C arlo Bugatti is, without a doubt, one of the leading pioneers of the Italian decorative arts. It has often been said that it was his designs that succeeded in transforming historicist eclecticism into Art Nouveau.
Originally from a family of Milanese artists, he attended the Brera Academy where he showed a particular interest in architecture. He acquired a practice of cabinet making from Mentasti, a renowned cabinetmaker, with whom he trained until the opening of his own workshop around 1880.
His furniture, with a style already well defined at the time, was inspired by the popular fashion for Moorish and Oriental iconography, with a complex mix of architectural elements and exotic asymmetrical decorations realised with materials of both animal and vegetable origin. Parchment, his favourite material, was painted by Bugatti and his early apprentices: his two sons - Ettore, who became the famous car designer and Rembrandt, the celebrated animal sculptor. Isolated both in the eclectic and modernist context, his designs anticipated the stylised and geometric forms of Art Deco, twenty years before the movement became known.
"When the Queen of Italy, Helen of Savoy, congratulated him on his "Moorish" style furniture, he replied: "You are wrong, Majesty, this style is mine".
The design for the Cobra chair was first exhibited in 1902, at the International Exhibition of Modern Decorative Arts in Turin.
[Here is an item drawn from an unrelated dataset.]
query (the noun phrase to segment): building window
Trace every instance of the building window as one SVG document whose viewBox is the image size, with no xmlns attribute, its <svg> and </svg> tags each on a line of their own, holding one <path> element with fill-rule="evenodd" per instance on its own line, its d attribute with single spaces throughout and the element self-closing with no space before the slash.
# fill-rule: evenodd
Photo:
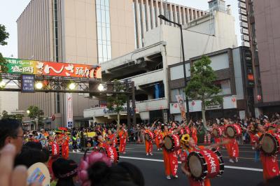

Four chairs were grouped around a small circular table in a room which reproduced a snail shell on a human scale.
Heated debates amongst the public and the jury ensued, though the latter eventually awarded Bugatti a Grand Prix d'Honneur for being "the first in Italy to create, and not just to dream, a modern style of furniture". Alfredo Melani, the most famous critic of the time, wrote: "The lines here have a rotational movement". Far removed from the hard-hitting, angular Arabic forms of his first period, the pieces he exhibited, for which he become celebrated, evoked a "sinuous science fiction". When the Queen of Italy, Helen of Savoy, congratulated him on his "Moorish" style furniture, he replied: "You are wrong, Majesty, this style is mine".
The Cobra chair is now considered as one of the most avant-garde pieces in Bugatti's oeuvre, where his inventive audacity combined with unparalleled modernity.
The model is recorded, as number 764, in the sales catalogue Della Fabbrica Italiana Mobili Artistici A. De Vecchi & C., formerly C. Bugatti & C. via Marcona 13 - Milan. Individual copies are not recorded, indeed after the success of the Turin exhibition the orders could have been numerous. Each chair entirely covered with parchment and decorated with Indian ink designs of stylised flowers and insects is handcrafted and this explains the variations existing in the various surviving models.
The extraordinary pair, offered here, demonstrate the complex fantasy and visionary talent of Carlo Bugatti.